İdlib düğümü sürüyor!..
Tahran Zirvesi’nin her şeye rağmen gerçekleşmiş olması bile İdlib için bir nefes mesabesinde… Her üç ülke de kendi mesajını verdi ve tutumunu sürdürdü. İdlib düğümü ne...
Tahran Zirvesi’nin her şeye rağmen gerçekleşmiş olması bile İdlib için bir nefes mesabesinde… Her üç ülke de kendi mesajını verdi ve tutumunu sürdürdü. İdlib düğümü ne yazık ki, bir başka zirveye kaldı.

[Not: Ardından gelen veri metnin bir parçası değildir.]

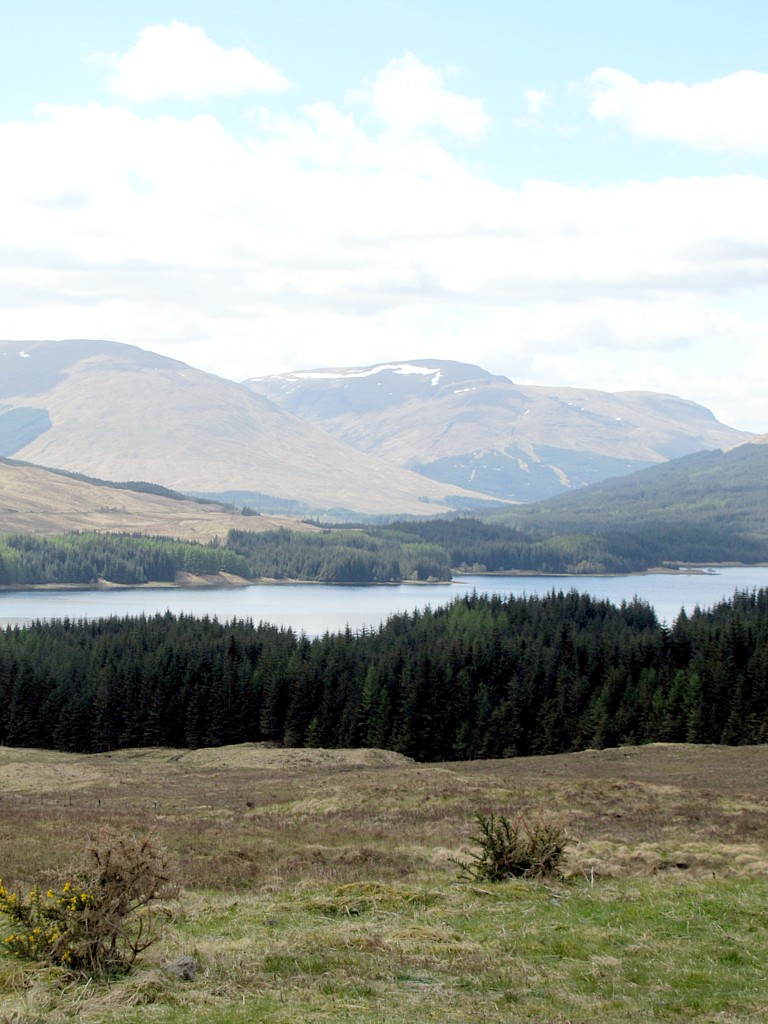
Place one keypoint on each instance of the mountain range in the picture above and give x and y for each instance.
(457, 423)
(119, 413)
(406, 438)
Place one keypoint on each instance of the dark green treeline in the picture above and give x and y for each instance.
(482, 677)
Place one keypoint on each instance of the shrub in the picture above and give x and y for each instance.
(100, 921)
(517, 848)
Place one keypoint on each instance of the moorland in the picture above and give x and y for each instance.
(318, 886)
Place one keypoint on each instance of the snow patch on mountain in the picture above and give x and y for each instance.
(396, 368)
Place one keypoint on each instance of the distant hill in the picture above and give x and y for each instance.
(704, 505)
(119, 413)
(459, 424)
(44, 502)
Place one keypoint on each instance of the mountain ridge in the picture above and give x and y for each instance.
(458, 423)
(118, 412)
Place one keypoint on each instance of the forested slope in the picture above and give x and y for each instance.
(480, 678)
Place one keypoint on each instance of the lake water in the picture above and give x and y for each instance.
(315, 608)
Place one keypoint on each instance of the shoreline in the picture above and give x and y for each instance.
(225, 581)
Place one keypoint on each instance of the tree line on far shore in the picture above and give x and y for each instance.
(482, 677)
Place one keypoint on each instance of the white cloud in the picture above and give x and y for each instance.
(725, 115)
(322, 240)
(178, 59)
(537, 101)
(409, 95)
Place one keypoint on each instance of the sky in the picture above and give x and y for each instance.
(567, 194)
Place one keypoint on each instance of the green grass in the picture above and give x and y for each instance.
(634, 950)
(320, 887)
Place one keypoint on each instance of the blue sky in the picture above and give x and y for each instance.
(569, 194)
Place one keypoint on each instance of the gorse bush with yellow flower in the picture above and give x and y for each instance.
(102, 920)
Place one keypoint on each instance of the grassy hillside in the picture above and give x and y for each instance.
(39, 501)
(318, 886)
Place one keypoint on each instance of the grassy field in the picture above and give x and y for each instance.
(318, 886)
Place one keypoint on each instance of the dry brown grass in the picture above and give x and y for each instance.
(239, 815)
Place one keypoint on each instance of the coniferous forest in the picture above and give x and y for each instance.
(482, 677)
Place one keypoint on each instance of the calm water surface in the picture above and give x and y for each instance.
(314, 608)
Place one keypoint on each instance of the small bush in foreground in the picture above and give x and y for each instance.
(517, 848)
(100, 921)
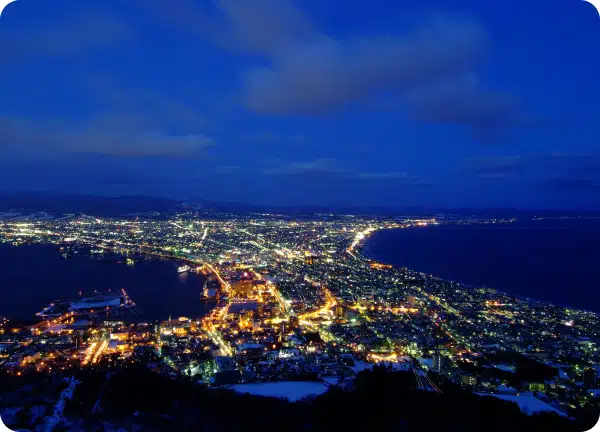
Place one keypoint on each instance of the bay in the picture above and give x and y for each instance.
(551, 260)
(31, 276)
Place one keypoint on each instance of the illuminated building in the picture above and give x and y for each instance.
(590, 378)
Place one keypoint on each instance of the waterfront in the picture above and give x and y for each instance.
(549, 260)
(34, 275)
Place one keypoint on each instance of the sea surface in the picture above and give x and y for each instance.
(32, 276)
(557, 261)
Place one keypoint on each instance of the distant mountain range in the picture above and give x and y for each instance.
(57, 204)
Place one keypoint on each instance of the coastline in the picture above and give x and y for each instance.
(362, 246)
(153, 284)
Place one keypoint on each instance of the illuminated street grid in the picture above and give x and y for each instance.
(297, 299)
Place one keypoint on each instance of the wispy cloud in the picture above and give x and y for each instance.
(116, 135)
(80, 31)
(334, 169)
(306, 71)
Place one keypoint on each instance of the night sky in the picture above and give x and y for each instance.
(445, 103)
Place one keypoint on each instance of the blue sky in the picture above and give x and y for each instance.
(455, 103)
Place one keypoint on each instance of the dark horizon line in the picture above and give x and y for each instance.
(312, 208)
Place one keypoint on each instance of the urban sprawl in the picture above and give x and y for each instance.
(297, 300)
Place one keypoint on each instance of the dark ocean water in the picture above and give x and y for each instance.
(554, 260)
(33, 276)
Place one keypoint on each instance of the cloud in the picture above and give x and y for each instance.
(304, 71)
(228, 169)
(462, 101)
(325, 74)
(569, 173)
(495, 167)
(573, 184)
(115, 135)
(317, 166)
(333, 169)
(75, 33)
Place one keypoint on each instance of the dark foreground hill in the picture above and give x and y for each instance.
(141, 400)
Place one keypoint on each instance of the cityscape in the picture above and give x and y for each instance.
(299, 216)
(296, 308)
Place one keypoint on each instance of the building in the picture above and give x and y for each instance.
(590, 378)
(438, 361)
(468, 379)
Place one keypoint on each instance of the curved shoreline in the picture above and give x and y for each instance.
(360, 250)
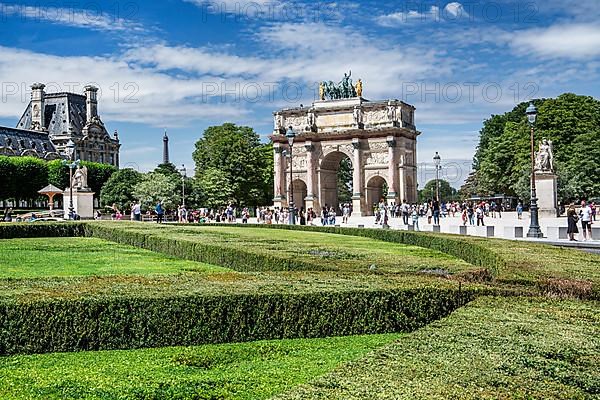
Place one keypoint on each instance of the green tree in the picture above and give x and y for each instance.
(156, 187)
(30, 175)
(98, 174)
(118, 189)
(428, 192)
(58, 174)
(344, 181)
(502, 162)
(216, 188)
(244, 162)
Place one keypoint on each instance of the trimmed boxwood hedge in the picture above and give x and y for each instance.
(134, 322)
(454, 245)
(241, 260)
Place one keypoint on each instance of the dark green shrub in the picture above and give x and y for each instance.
(132, 322)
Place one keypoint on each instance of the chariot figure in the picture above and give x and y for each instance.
(544, 159)
(322, 87)
(359, 88)
(80, 177)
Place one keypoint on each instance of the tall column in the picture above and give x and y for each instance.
(357, 182)
(402, 173)
(392, 171)
(37, 106)
(310, 175)
(278, 181)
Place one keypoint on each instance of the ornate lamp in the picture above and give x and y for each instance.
(291, 135)
(183, 172)
(437, 160)
(534, 225)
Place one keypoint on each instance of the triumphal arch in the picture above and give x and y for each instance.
(379, 138)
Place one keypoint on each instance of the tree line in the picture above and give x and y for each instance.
(22, 177)
(232, 166)
(502, 161)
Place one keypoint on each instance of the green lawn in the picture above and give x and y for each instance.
(337, 251)
(493, 348)
(254, 370)
(61, 257)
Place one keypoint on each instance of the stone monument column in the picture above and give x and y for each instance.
(392, 171)
(402, 179)
(310, 200)
(278, 178)
(357, 183)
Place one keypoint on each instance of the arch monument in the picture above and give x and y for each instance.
(379, 138)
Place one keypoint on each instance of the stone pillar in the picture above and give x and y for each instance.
(392, 172)
(310, 176)
(402, 172)
(546, 190)
(278, 167)
(91, 102)
(357, 180)
(37, 106)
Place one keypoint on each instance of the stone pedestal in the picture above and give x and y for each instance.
(546, 189)
(83, 203)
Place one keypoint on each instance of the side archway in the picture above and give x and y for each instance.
(300, 192)
(376, 190)
(335, 180)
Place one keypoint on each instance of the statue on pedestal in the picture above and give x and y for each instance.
(80, 178)
(358, 88)
(544, 159)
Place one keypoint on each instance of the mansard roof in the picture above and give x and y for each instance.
(64, 113)
(20, 142)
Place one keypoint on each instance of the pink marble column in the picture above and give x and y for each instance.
(392, 171)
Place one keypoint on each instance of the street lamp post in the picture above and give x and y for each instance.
(290, 135)
(183, 176)
(437, 161)
(534, 225)
(72, 164)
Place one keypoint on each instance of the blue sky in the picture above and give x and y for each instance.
(183, 65)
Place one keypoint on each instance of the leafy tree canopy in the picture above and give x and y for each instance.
(502, 162)
(246, 165)
(118, 189)
(428, 192)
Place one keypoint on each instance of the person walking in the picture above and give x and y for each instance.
(136, 210)
(160, 213)
(586, 220)
(572, 219)
(415, 219)
(345, 213)
(405, 210)
(429, 214)
(436, 212)
(480, 213)
(471, 214)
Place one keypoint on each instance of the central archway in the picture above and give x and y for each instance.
(376, 191)
(335, 176)
(300, 191)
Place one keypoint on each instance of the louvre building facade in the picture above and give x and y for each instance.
(52, 119)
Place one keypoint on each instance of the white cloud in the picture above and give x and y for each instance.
(95, 18)
(576, 41)
(452, 11)
(128, 93)
(455, 10)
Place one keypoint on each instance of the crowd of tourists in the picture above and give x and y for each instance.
(586, 214)
(432, 211)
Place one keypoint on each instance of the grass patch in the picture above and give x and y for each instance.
(61, 257)
(311, 250)
(254, 370)
(493, 348)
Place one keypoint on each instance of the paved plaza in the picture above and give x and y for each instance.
(506, 227)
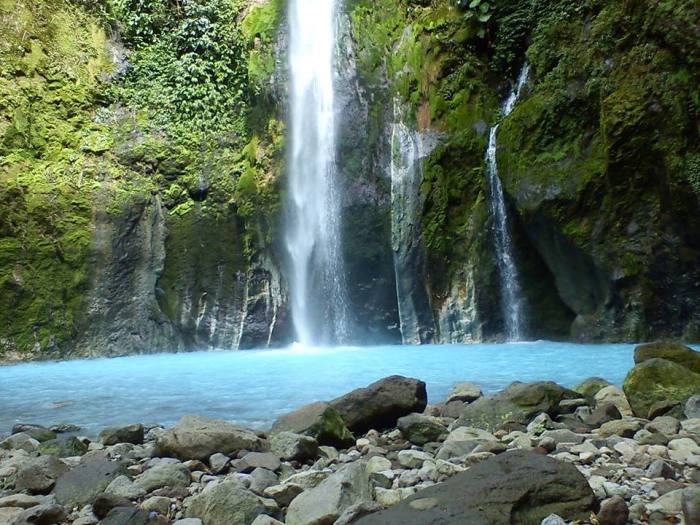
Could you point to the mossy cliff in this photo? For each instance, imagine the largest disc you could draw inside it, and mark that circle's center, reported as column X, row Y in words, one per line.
column 142, row 159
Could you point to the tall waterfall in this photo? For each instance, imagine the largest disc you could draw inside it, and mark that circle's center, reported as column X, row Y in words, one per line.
column 511, row 296
column 316, row 273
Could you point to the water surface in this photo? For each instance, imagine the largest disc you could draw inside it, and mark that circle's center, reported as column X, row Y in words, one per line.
column 254, row 387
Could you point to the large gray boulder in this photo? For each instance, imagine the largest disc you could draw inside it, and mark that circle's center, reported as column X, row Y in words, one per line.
column 319, row 421
column 323, row 504
column 517, row 405
column 515, row 487
column 38, row 432
column 39, row 475
column 226, row 503
column 380, row 404
column 196, row 437
column 164, row 474
column 420, row 429
column 82, row 484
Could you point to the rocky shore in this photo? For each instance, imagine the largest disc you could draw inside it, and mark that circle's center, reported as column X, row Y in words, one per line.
column 535, row 453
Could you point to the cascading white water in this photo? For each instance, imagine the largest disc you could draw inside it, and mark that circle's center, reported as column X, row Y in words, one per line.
column 405, row 154
column 317, row 278
column 511, row 296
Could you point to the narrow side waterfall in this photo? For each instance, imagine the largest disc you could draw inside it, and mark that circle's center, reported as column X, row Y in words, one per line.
column 405, row 188
column 316, row 274
column 511, row 296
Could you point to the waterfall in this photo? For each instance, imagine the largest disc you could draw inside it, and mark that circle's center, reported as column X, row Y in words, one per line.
column 316, row 273
column 511, row 296
column 405, row 154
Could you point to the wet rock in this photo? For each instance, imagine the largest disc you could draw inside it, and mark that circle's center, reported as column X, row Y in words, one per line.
column 677, row 353
column 163, row 474
column 254, row 460
column 380, row 404
column 124, row 487
column 613, row 511
column 128, row 434
column 130, row 516
column 692, row 407
column 660, row 469
column 283, row 494
column 159, row 504
column 591, row 386
column 225, row 503
column 39, row 475
column 690, row 505
column 420, row 429
column 612, row 395
column 289, row 446
column 357, row 511
column 104, row 503
column 657, row 380
column 218, row 462
column 20, row 441
column 37, row 432
column 86, row 481
column 63, row 447
column 517, row 404
column 21, row 501
column 325, row 503
column 622, row 427
column 465, row 392
column 196, row 437
column 489, row 493
column 41, row 515
column 319, row 421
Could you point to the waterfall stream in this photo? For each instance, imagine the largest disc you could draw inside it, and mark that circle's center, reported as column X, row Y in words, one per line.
column 511, row 294
column 316, row 274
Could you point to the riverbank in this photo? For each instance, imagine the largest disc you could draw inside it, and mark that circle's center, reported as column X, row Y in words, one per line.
column 592, row 454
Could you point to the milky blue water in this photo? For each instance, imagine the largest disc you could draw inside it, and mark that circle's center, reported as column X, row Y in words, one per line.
column 254, row 387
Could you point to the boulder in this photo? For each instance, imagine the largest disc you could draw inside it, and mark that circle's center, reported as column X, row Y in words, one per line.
column 39, row 475
column 690, row 504
column 319, row 421
column 420, row 429
column 105, row 502
column 613, row 511
column 517, row 404
column 129, row 434
column 37, row 432
column 163, row 474
column 591, row 386
column 515, row 487
column 63, row 447
column 20, row 441
column 290, row 446
column 131, row 516
column 612, row 395
column 196, row 437
column 325, row 503
column 465, row 392
column 380, row 404
column 657, row 380
column 225, row 503
column 678, row 353
column 41, row 515
column 82, row 484
column 692, row 407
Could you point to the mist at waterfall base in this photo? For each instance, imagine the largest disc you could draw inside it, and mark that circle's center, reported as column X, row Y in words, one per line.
column 253, row 388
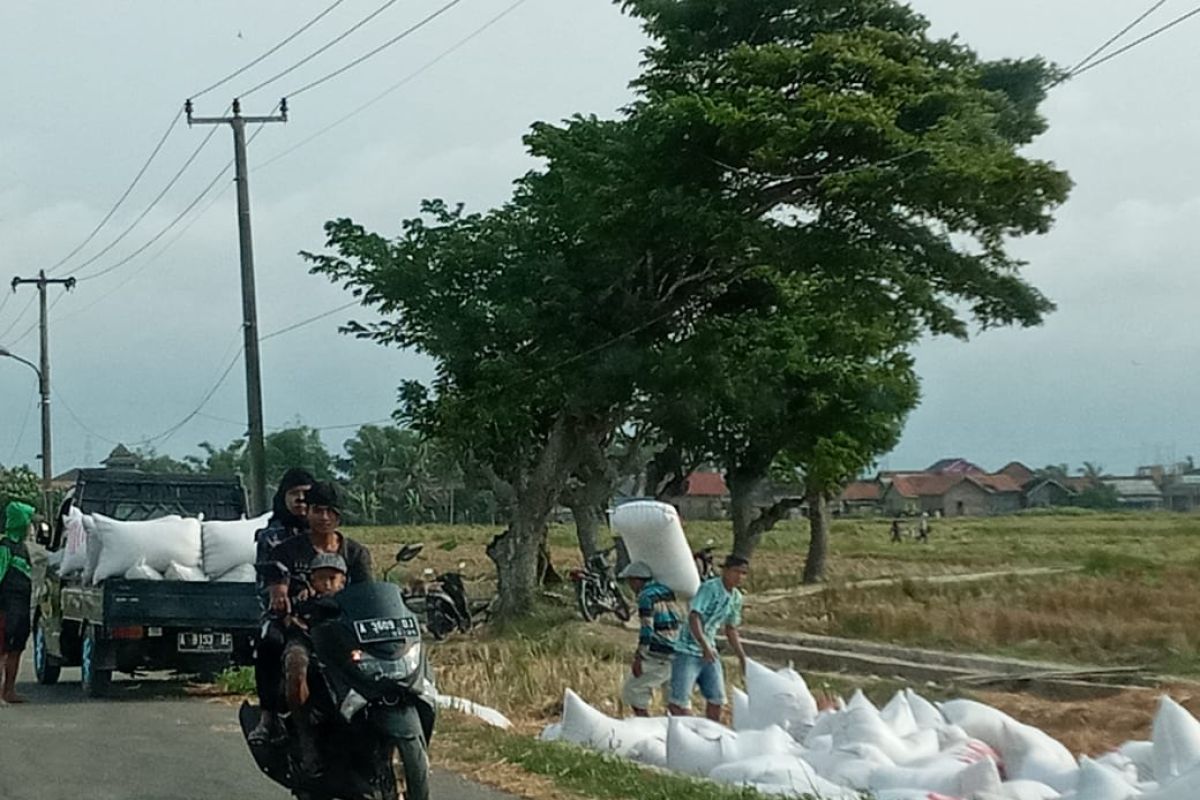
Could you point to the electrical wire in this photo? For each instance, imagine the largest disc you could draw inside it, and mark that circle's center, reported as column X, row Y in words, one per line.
column 321, row 49
column 1134, row 43
column 269, row 53
column 142, row 216
column 405, row 34
column 429, row 65
column 1116, row 36
column 125, row 194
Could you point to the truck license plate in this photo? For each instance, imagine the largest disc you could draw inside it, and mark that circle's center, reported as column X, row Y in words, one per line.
column 205, row 643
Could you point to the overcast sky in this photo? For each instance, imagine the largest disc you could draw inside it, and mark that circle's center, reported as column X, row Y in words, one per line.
column 88, row 88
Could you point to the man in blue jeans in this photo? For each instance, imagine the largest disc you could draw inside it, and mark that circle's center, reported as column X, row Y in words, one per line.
column 718, row 605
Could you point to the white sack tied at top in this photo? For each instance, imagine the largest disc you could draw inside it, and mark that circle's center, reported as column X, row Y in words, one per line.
column 653, row 534
column 161, row 542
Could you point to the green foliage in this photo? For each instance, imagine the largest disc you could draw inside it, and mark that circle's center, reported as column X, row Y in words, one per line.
column 22, row 485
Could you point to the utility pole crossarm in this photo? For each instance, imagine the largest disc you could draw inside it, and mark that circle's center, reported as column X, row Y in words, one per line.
column 256, row 445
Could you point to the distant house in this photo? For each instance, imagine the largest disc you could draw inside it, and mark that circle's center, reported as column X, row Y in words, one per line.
column 952, row 494
column 1182, row 493
column 861, row 497
column 1135, row 493
column 705, row 497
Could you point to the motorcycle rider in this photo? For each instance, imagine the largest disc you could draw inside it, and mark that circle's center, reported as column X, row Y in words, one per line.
column 288, row 519
column 298, row 554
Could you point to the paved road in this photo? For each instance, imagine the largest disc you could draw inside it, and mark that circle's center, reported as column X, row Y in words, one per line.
column 147, row 743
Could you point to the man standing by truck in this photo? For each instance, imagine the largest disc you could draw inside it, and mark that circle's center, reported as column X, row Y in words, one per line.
column 288, row 521
column 16, row 594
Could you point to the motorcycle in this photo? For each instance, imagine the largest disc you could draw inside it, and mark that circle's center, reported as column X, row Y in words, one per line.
column 373, row 699
column 705, row 561
column 597, row 590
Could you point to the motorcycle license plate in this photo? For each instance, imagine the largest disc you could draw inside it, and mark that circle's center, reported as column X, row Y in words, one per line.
column 387, row 630
column 205, row 643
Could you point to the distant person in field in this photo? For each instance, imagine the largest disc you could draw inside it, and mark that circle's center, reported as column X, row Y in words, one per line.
column 717, row 606
column 660, row 623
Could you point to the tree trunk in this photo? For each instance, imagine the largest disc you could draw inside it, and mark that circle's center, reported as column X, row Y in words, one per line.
column 515, row 552
column 588, row 524
column 819, row 543
column 743, row 509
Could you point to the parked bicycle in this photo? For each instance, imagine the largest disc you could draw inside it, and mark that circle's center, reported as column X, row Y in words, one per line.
column 597, row 590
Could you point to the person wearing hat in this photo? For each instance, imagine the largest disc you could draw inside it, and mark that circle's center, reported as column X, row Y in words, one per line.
column 16, row 594
column 717, row 606
column 288, row 521
column 327, row 576
column 660, row 621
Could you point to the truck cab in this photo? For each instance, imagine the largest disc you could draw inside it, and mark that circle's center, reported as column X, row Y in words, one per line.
column 143, row 625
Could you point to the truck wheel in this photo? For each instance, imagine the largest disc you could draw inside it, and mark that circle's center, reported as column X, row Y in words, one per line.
column 46, row 667
column 96, row 681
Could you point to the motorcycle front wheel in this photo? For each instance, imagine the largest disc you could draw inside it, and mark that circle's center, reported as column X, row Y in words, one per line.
column 588, row 602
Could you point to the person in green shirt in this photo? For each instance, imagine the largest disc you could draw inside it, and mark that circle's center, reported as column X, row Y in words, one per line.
column 717, row 606
column 16, row 594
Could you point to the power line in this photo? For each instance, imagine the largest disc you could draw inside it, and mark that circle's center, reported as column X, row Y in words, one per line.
column 124, row 196
column 1134, row 43
column 394, row 40
column 153, row 204
column 399, row 84
column 1117, row 36
column 269, row 53
column 321, row 49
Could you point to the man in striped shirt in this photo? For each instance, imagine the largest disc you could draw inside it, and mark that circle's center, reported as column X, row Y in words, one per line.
column 660, row 623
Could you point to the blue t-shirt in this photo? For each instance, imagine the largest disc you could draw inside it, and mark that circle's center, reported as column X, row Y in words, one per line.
column 717, row 607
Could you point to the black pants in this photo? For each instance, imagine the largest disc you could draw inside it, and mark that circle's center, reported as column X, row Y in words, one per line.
column 269, row 668
column 16, row 596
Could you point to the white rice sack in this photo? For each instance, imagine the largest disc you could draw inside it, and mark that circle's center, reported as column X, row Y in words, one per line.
column 75, row 549
column 783, row 774
column 143, row 571
column 779, row 698
column 1141, row 753
column 653, row 534
column 178, row 571
column 1032, row 755
column 981, row 721
column 741, row 702
column 694, row 750
column 1101, row 782
column 925, row 713
column 161, row 542
column 227, row 545
column 899, row 716
column 1176, row 737
column 243, row 573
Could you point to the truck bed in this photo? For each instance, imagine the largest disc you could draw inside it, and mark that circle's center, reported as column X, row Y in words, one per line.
column 163, row 603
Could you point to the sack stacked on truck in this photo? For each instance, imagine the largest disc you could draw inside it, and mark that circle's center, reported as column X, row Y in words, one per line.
column 228, row 548
column 653, row 534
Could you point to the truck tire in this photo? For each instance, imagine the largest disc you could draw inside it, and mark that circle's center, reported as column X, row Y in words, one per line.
column 96, row 681
column 46, row 667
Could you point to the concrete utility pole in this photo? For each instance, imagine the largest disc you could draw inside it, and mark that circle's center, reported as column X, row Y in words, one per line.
column 249, row 305
column 43, row 377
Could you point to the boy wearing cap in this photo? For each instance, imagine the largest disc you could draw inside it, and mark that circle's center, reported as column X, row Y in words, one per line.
column 718, row 605
column 660, row 621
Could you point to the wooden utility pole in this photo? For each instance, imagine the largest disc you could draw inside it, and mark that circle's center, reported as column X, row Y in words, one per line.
column 256, row 445
column 43, row 378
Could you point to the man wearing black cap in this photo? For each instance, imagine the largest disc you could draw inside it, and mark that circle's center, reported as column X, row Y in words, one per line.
column 288, row 521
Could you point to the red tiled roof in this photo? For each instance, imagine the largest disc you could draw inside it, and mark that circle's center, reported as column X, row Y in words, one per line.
column 925, row 485
column 707, row 485
column 861, row 491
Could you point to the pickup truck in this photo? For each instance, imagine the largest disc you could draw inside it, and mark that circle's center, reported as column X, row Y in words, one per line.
column 143, row 625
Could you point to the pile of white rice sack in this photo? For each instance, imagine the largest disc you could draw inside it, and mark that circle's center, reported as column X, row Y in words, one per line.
column 909, row 750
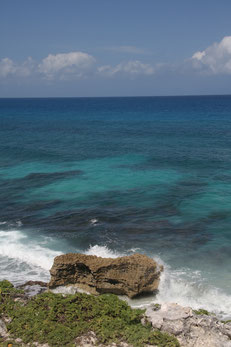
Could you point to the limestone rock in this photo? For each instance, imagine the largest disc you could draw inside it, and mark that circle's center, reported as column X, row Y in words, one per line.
column 130, row 275
column 190, row 329
column 3, row 329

Beş ay aradan sonra, Suriye konulu üçlü (Türkiye, Rusya ve İran) zirvenin gerçekleşmesi bile tek başına, tansiyonun düşürülmesi noktasında önemli bir gelişmedir. Fakat bütünüyle Suriye meselesinin çözümünde çok kritik bir önem arz eden İdlib konusunda, ne yazık ki bu zirvede yeterli seviyede bir ilerleme kaydedilemedi… Tahran’da her ülke kendi mesajlarını verdi ve öteden beri gösterdiği resmî tavrını sürdürdü. Zirvenin basına açık bölümünde de net bir şekilde görüldüğü üzere, Rusya ve İran, başından beri yanında yer aldıkları Suriye Rejimini kollayan ve elbette kendi stratejik hedeflerine yönelik pozisyonlarında ısrar ediyor. Rusya en başından beri, ABD’nin yanlış; pasif ve temel olarak İsrail’i kollamaya dönük başarısız politikalarının da yardımıyla, yakaladığı güçlü konumunu sonuna kadar devam ettirmekte kararlı. Burada Beşar Esad’ın şahsı ve mevcut rejimin geleceğinden ziyade, Rusya’nın uzun vadeli menfaatleri söz konusu. Rusya uzun bir zaman aralığından sonra Doğu Akdeniz’de yakaladığı bu fırsatı sonuna kadar kullanmakta kararlı görünüyor… Benzer bir durum İran için de geçerli. İran en başından beri dâhil olduğu Suriye meselesinde, siyasi ve askerî kapasitesinin de üstünde bir çizgide ilerlemek istiyor. İran’ın bu durumundan en fazla rahatsızlık duyan ülke hiç şüphesiz İsrail!.. Ve her zaman olduğu gibi ABD gücünü arkasına alan İsrail, İran’ı Suriye’den çıkarmak için bastırıyor. Amerika için de şimdi esas hedef, İran’ın askerî varlığının Suriye topraklarından uzaklaştırılması… Hâl böyle olunca Suriye’de bahsi geçen dış aktörler, kalıcı ve adil bir çözümden ziyade çözümsüzlüğün hüküm sürmesi için yeni yeni atraksiyonlarda bulunuyor. Koskoca Amerika’nın terör örgütü PYD/YPG’nin kuyruğuna takılıp Suriye’de kendine yer açmaya çalışmasının başka izahı var mıdır?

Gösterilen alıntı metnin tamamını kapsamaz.